Jim Kershner’s This day in history
From our archives, 100 years ago
Spokane police had no trouble nabbing Gertrude Calkins, 24, at the Northern Pacific depot.
She was the one wearing trousers, an overcoat, a cap and a pair of men’s shoes “three sizes too large.” When she and her gentleman friend stepped from the train, police stepped up to arrest them.
“The girl only blushed and admitted she was a woman,” said the Spokane Daily Chronicle.
Her friend, a saloon-owner from Crescent City, Calif., had apparently had a quarrel with his wife and had become infatuated with Calkins.
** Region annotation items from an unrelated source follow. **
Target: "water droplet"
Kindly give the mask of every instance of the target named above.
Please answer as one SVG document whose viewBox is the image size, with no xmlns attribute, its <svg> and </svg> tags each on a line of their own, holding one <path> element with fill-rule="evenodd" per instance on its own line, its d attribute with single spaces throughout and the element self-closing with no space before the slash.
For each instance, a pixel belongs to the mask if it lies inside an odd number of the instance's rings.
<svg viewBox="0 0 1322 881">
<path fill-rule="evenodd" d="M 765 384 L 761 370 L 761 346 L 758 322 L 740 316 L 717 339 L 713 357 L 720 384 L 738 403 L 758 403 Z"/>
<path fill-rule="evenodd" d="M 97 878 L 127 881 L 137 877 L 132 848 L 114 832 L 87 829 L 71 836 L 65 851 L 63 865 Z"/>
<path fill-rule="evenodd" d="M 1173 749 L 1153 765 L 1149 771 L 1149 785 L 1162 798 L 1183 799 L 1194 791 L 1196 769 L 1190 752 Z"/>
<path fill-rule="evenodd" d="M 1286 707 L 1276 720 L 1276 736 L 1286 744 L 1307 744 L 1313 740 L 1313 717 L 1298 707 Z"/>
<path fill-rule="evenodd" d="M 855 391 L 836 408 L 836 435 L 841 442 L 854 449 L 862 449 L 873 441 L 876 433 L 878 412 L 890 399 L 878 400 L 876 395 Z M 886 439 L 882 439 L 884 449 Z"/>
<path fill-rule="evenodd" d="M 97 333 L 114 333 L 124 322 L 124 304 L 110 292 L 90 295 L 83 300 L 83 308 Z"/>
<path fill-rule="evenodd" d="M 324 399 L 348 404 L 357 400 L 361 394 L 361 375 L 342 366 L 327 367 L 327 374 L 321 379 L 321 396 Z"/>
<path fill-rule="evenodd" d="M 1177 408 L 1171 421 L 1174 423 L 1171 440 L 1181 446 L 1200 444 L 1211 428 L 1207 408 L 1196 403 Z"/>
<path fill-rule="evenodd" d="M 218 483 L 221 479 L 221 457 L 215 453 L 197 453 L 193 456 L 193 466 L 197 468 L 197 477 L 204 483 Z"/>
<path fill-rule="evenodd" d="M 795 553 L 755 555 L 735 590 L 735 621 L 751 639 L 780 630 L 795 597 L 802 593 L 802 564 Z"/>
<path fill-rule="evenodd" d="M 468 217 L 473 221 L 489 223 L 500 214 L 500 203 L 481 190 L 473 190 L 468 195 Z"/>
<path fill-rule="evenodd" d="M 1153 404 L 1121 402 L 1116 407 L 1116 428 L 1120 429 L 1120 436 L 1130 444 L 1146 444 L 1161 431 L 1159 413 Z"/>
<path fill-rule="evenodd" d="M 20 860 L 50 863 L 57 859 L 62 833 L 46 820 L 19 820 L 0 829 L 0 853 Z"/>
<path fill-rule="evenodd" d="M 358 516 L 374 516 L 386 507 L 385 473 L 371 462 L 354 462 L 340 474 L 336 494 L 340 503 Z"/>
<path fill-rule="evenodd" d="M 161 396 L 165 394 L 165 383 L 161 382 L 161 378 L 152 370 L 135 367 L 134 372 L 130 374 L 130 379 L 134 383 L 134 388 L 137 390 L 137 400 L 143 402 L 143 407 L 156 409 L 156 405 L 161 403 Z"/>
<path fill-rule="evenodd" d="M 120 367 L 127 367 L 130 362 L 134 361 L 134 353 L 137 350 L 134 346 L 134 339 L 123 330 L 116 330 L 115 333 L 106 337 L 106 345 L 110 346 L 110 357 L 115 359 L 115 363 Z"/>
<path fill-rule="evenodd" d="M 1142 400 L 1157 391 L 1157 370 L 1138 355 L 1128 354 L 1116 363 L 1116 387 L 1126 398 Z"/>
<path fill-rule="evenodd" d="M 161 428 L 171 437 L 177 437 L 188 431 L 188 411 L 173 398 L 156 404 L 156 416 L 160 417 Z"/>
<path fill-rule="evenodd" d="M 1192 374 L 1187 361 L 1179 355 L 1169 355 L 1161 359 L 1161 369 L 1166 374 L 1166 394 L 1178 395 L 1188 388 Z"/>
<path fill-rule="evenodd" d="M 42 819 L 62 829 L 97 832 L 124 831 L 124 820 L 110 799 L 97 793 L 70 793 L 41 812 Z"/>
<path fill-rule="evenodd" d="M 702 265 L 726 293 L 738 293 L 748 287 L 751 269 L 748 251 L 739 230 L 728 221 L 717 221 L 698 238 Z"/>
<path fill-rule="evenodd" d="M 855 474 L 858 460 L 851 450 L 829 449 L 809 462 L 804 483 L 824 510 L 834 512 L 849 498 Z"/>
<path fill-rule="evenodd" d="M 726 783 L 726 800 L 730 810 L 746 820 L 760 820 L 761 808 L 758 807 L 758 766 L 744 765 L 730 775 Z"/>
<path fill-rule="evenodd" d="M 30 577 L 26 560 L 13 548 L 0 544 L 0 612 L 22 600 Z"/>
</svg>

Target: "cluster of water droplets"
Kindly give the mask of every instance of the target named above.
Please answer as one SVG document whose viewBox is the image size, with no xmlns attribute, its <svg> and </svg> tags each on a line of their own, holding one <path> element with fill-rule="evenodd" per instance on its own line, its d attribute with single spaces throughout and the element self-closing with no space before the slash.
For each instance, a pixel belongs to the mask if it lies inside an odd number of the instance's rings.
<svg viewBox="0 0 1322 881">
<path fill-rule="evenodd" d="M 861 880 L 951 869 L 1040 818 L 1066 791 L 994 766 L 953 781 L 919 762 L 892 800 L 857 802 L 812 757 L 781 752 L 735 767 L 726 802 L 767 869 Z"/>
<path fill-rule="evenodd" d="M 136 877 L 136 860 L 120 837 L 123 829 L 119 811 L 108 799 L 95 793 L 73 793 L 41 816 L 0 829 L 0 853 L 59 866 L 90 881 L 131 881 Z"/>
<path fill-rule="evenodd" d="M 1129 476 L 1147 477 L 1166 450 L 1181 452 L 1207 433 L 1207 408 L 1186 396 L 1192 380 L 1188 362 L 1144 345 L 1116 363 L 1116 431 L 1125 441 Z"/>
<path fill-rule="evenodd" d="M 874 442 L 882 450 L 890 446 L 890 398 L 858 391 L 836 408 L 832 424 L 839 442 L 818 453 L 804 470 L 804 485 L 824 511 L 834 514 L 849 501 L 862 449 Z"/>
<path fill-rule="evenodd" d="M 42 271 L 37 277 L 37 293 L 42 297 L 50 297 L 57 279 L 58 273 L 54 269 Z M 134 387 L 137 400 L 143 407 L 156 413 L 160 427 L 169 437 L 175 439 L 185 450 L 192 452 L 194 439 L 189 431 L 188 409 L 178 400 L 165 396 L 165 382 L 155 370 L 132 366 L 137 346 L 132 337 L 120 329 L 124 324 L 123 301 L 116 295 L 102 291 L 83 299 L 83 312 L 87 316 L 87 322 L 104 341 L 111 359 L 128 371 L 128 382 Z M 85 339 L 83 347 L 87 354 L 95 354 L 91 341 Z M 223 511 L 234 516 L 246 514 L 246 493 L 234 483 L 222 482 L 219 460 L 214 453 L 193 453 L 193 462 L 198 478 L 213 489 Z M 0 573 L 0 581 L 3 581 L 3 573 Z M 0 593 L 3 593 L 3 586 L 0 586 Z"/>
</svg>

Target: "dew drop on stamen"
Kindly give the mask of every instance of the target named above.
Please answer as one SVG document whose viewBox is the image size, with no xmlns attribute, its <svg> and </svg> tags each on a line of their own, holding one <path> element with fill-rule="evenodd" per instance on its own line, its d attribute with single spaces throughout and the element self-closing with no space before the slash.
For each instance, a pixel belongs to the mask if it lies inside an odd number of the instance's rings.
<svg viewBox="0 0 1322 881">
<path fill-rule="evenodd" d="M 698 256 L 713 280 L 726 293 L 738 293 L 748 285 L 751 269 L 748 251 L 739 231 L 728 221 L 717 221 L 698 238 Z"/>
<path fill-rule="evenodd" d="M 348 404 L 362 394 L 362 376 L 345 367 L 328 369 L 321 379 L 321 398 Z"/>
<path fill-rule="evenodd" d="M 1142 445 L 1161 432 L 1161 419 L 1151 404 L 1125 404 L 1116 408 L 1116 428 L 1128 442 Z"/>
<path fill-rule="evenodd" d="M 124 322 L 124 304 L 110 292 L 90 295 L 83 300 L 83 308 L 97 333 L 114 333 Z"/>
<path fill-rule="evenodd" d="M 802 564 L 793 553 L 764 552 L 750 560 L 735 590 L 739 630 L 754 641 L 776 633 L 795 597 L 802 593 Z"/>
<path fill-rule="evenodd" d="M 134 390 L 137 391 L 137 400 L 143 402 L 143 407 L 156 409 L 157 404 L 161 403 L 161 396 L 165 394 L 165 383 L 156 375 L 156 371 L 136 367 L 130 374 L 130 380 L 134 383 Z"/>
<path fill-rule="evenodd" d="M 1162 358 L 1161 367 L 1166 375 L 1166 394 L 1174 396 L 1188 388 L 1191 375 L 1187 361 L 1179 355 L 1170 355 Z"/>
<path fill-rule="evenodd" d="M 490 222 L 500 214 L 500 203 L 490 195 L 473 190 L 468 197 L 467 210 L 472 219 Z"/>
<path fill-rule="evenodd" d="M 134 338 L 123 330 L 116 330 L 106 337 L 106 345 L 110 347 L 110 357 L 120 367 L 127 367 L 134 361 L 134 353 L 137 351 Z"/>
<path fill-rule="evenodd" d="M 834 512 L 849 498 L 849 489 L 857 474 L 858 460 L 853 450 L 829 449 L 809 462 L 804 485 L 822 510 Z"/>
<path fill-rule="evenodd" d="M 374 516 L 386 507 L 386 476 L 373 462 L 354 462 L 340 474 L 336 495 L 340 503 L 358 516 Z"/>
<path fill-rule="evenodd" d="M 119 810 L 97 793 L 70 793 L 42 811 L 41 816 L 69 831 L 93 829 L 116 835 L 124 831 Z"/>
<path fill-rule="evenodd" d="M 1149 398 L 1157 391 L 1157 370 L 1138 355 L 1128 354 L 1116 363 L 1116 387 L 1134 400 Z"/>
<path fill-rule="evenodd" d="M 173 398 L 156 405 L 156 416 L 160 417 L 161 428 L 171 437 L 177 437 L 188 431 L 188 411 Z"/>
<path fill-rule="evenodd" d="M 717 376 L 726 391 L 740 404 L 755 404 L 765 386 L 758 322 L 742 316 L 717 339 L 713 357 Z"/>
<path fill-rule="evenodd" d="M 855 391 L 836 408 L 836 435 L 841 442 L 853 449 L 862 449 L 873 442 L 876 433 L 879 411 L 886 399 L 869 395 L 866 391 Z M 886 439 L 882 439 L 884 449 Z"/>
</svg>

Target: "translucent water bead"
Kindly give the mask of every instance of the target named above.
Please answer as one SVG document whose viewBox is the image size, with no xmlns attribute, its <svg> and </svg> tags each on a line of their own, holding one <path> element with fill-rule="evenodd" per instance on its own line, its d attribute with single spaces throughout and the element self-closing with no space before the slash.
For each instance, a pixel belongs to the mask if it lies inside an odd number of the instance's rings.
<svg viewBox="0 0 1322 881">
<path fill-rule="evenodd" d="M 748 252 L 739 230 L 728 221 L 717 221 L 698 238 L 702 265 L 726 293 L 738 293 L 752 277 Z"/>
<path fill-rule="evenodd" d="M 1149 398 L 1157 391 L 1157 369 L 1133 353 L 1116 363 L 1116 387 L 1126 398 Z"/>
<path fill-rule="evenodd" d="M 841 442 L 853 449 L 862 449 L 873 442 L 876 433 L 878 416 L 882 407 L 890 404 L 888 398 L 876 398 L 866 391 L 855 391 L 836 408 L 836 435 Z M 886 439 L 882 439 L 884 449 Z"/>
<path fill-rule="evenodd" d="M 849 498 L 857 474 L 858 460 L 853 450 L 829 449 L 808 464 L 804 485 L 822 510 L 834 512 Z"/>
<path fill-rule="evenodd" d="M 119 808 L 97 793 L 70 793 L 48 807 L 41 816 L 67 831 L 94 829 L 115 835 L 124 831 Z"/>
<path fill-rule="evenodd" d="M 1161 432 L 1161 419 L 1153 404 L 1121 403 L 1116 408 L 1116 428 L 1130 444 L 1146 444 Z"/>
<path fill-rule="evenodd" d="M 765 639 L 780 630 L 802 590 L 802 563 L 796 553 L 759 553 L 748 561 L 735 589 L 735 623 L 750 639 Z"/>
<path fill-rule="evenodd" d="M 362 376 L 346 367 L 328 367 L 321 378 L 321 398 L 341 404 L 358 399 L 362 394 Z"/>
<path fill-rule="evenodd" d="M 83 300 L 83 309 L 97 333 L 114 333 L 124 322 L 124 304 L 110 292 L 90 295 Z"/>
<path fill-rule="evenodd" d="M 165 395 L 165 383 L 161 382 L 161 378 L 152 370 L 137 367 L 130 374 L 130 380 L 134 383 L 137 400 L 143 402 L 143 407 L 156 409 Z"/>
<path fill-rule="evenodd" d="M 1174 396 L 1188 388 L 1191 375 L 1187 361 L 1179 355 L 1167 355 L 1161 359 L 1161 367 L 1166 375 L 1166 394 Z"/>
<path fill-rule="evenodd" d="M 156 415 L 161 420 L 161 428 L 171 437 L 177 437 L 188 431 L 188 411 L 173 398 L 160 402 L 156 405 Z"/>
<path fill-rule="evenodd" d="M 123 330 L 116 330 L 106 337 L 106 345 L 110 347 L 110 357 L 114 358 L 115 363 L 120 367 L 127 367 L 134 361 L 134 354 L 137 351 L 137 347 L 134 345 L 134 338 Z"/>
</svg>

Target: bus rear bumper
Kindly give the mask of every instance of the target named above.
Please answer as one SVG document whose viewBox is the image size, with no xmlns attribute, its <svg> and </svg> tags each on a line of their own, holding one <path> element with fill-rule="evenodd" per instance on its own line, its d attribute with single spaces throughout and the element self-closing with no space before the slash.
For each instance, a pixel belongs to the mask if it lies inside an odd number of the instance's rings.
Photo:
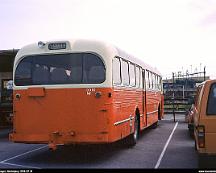
<svg viewBox="0 0 216 173">
<path fill-rule="evenodd" d="M 51 149 L 55 149 L 57 145 L 102 144 L 110 142 L 108 140 L 108 133 L 75 134 L 74 132 L 53 132 L 51 134 L 10 133 L 9 140 L 16 143 L 48 144 Z"/>
</svg>

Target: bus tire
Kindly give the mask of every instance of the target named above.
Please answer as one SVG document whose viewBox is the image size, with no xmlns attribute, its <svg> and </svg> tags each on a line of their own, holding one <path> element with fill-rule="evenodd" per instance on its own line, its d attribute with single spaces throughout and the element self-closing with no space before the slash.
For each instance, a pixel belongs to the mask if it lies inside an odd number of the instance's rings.
<svg viewBox="0 0 216 173">
<path fill-rule="evenodd" d="M 128 147 L 133 147 L 136 145 L 137 140 L 139 138 L 139 120 L 138 116 L 135 116 L 134 119 L 134 132 L 131 134 L 128 139 L 127 139 L 127 146 Z"/>
</svg>

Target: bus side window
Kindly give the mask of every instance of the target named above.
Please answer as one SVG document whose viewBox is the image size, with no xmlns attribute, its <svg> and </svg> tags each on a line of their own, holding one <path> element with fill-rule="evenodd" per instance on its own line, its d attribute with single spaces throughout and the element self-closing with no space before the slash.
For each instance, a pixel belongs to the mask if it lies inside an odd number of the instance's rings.
<svg viewBox="0 0 216 173">
<path fill-rule="evenodd" d="M 121 71 L 120 71 L 120 59 L 114 58 L 113 59 L 113 84 L 120 85 L 121 84 Z"/>
<path fill-rule="evenodd" d="M 207 102 L 207 115 L 216 115 L 216 83 L 211 85 Z"/>
<path fill-rule="evenodd" d="M 128 67 L 128 63 L 125 60 L 122 60 L 122 66 L 121 66 L 121 74 L 122 74 L 122 82 L 124 86 L 128 86 L 129 85 L 129 67 Z"/>
<path fill-rule="evenodd" d="M 140 70 L 140 88 L 144 88 L 143 87 L 143 73 L 144 73 L 144 75 L 145 75 L 145 71 L 144 70 L 142 70 L 142 68 L 141 68 L 141 70 Z"/>
<path fill-rule="evenodd" d="M 140 68 L 136 66 L 136 87 L 139 88 L 140 85 Z"/>
<path fill-rule="evenodd" d="M 130 70 L 130 73 L 129 73 L 130 74 L 130 85 L 135 86 L 135 66 L 134 64 L 130 63 L 129 70 Z"/>
<path fill-rule="evenodd" d="M 145 72 L 145 81 L 146 81 L 146 90 L 149 89 L 149 72 L 146 70 Z"/>
</svg>

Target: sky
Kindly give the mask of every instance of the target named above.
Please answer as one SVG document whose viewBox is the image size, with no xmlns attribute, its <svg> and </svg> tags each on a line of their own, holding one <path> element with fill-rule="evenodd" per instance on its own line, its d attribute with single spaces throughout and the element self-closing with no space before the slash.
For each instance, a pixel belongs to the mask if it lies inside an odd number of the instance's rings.
<svg viewBox="0 0 216 173">
<path fill-rule="evenodd" d="M 110 42 L 161 71 L 216 78 L 216 0 L 0 0 L 0 50 L 46 40 Z"/>
</svg>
So he and Calkins decided to “elope.”
He said he couldn’t figure out why they had been arrested, “unless it’s because I’ve got too much money.”
Authorities weren’t quite sure either. No charges had yet been filed.
When a reporter asked Calkins why she was dressed that way, she saucily replied, “Gee, I don’t see why a fellow can’t wear what he wants to in this country.”
From the government beat: Wenatchee announced a proposal to replace Olympia as the new state capital. Boosters said Wenatchee’s main attribute was that it was “in the exact geographical center of the state.”
Also on this date
(From the Associated Press)
1782: The United States and Britain signed preliminary peace articles in Paris, ending the Revolutionary War.